10 Sep 2010


Rising Global Interest in Farmland – Time to Act!

Christian Häberli is involved in an eDiscussion, which is based on the World Bank Report "Rising Global Interest in Farmland: Can it yield sustainable and equitable benefits?" The eDiscussion will take place from 13 September to 8 October and is jointly hosted by the Global Donor Platform for Rural Development and the International Institute for Sustainable Development (IISD). Swiss Radio DRS 1, 2 and 4 have also taken up the topic.
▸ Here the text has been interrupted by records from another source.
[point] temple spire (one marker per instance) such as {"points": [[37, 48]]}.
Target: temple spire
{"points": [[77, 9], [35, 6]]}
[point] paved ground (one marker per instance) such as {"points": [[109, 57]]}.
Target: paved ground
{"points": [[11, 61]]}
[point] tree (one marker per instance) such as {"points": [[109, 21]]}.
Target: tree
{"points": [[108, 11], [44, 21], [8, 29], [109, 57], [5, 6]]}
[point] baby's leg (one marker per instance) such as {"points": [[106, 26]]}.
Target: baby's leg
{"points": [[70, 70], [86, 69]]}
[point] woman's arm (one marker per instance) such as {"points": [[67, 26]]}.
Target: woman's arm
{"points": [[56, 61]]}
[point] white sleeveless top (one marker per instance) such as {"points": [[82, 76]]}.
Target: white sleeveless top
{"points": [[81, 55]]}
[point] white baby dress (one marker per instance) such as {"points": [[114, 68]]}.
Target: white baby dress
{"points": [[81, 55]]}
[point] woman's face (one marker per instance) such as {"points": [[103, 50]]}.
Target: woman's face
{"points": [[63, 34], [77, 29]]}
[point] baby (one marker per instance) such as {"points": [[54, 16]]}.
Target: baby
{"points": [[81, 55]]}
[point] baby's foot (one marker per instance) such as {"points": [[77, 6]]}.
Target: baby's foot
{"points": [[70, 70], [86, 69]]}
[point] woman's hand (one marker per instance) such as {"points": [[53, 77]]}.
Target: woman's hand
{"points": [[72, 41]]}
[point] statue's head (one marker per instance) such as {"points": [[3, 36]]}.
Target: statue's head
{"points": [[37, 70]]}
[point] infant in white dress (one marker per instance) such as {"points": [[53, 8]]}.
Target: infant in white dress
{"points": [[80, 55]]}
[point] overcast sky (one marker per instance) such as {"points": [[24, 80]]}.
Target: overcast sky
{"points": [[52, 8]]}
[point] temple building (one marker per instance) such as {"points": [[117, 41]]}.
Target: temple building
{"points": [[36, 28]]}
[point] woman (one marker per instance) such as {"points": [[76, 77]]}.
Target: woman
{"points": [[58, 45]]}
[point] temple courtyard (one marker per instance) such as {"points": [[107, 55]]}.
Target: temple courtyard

This report is a valuable no nonsense contribution to a debate that started only when ‘land grabbing’ had become such a massive phenomenon that even policy-makers had to pay attention. This lack of interest is surprising when you consider food as the most basic of all elementary needs. Oil and mining investments never stopped – and they provided their share of human rights and environmental abuse cases. Agriculture and poor farmers, however, were sadly neglected for decades, in part because of the artificially low prices caused by subsidies for rich farmers and, more recently, by alternative uses like (also subsidised) biofuels. The ensuing food crisis of 2008-09 kick-started new projects, but when investors came to poor countries the fragility of their hosts became even more visible than the scars of open-pit mining in a tropical rain forest.
Foreign direct investment in agriculture is a new and decisive factor for future global food security. The report correctly identifies ‘weak land governance’ as a key issue where investors, international financial organisations, FAO, CGIAR, donors and researchers are called upon to better cooperate with local governments, communities and farmers. But this new challenge also calls into question the role played by the multilateral trading system: food, after all, can only be procured domestically, or traded. The WTO only looks at trade distortions caused by subsidies and high tariffs. Unfortunately, from a food security perspective, it has been incapable of addressing the harmful effects on local producers of export restrictions acting as disincentives for big and small farmers alike, and surplus disposal coming under the disguise of food aid.
Too much time has been wasted on debates about small versus big farms, or organic versus biotech food. Better production and trade regulations, and monitored codes of conduct for agricultural FDI, are required urgently. It is high time they got the necessary attention – before even more harm is done on the farms in Africa and elsewhere.